Countless other patients presented themselves during those three days – some shocking, like Isaac, and others, like babies with asthma or other chronic conditions, who could have been treated successfully and relatively easily at better-equipped hospitals. One boy had inhaled a whistle into his lungs, but needed a specialist who could remove it. Another young boy about 2 years old had traveled 10 hours by van with his parents, who are members of the semi-nomadic Maasai ethnic group of Kenya. He had a cleft palate, and it needed to be fixed surgically. His parents had been worried about him since the day he was born but had not had a chance to get him treatment until they heard that the Detroit doctors would be arriving.

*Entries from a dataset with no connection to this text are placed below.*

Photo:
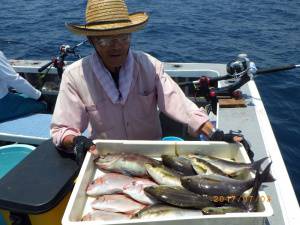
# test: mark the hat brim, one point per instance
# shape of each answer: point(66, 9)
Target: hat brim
point(136, 22)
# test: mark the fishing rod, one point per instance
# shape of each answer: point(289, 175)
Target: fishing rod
point(59, 61)
point(21, 43)
point(240, 70)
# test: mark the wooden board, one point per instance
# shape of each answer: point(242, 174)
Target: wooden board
point(231, 103)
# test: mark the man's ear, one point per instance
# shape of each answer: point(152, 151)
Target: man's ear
point(90, 40)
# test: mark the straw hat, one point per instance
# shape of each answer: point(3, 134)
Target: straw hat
point(108, 17)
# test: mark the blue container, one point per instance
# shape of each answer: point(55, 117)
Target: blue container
point(11, 155)
point(172, 138)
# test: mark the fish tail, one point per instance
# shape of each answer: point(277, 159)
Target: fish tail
point(259, 179)
point(256, 166)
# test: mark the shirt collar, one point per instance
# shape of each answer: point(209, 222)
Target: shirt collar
point(107, 82)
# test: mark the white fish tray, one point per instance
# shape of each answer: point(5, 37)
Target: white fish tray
point(79, 203)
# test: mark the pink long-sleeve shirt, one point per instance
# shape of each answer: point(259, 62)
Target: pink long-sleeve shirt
point(85, 101)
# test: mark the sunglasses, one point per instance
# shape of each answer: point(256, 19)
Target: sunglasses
point(109, 41)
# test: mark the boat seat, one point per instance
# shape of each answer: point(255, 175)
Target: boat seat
point(33, 129)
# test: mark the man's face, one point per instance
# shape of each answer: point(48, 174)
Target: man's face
point(112, 49)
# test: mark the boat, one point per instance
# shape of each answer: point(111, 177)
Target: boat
point(251, 119)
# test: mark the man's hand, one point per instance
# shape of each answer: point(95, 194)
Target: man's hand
point(82, 144)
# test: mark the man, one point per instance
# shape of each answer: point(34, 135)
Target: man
point(14, 105)
point(116, 90)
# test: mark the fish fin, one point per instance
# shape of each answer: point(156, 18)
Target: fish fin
point(259, 179)
point(257, 164)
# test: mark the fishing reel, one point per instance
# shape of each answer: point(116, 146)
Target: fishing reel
point(240, 66)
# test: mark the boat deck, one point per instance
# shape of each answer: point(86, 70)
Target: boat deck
point(254, 124)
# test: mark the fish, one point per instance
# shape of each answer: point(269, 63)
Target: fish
point(203, 167)
point(159, 211)
point(99, 215)
point(178, 196)
point(130, 164)
point(231, 168)
point(222, 210)
point(135, 190)
point(182, 164)
point(162, 175)
point(216, 185)
point(117, 203)
point(109, 183)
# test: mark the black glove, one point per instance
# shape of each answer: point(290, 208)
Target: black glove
point(218, 135)
point(81, 145)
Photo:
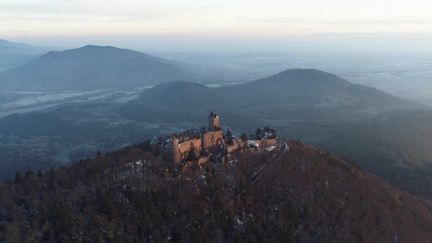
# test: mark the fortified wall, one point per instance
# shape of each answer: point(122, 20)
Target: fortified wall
point(210, 143)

Luckily Jones could perform the little boy’s surgery. With similar training as Basura, Jones is the vice chair of the department of otolaryngology at Henry Ford Health System. And like Basura, he’s traveled on other medical mission trips and has experienced the dilemmas associated with working out of an environment with significant constraints on resources.
At the same time, Jones has been able to work without red tape or the political problems associated with the health care system in the U.S. that, more often than not, can be just as problematic for health care providers who want to efficiently treat patients. It’s a situation that can make these types of medical missions just as rewarding as they are frustrating with their inherent limitations. For example, when Roth saw a young patient with enlarged adenoids, she was able to walk him right down the hall to see Jones. That wouldn’t have happened in the U.S., Jones said, where providers don’t always have control over who gets treatment or who is allowed to see specialists.
“The art of medicine and the need to make money often contradict each other,” Jones said. “But when we work here [at the Brase Clinic] it’s not about insurance. It’s just about practicing medicine in its purest form. It’s about doing the right thing.”
“We all go through a metamorphosis with these trips,” Jones continued. “It helps us re-energize our practice here and at home, and it helps us remember why we wanted to be doctors in the first place.”
The services the doctors performed were not free – James said they charge nominal fees for the clinic’s services to attach value to what the visiting health care providers are doing. But the surgeries end up costing about $25 each, a fee that most people can afford as opposed to the hundreds of dollars patients would be spending at a Kenyan hospital. The care is also of a higher quality, James said, and patients are often treated more safely as a result.
As the quest to raise money to build a hospital in Migori moves forward, James was adamant during lunch last September that Kenya Relief will continue to make a difference. He worried about the terrorist attack, which he saw as a setback to people coming to work in Africa where so much humanitarian help is still needed even as the continent becomes an emerging economic market.
“That terrorist attack was devastating, it’s going to hurt the economy, and people will be afraid,” James said. “But it’s not going to distract us from our goal, which is to work with Kenya to provide raw, pure health care. We will continue to grow in every way.”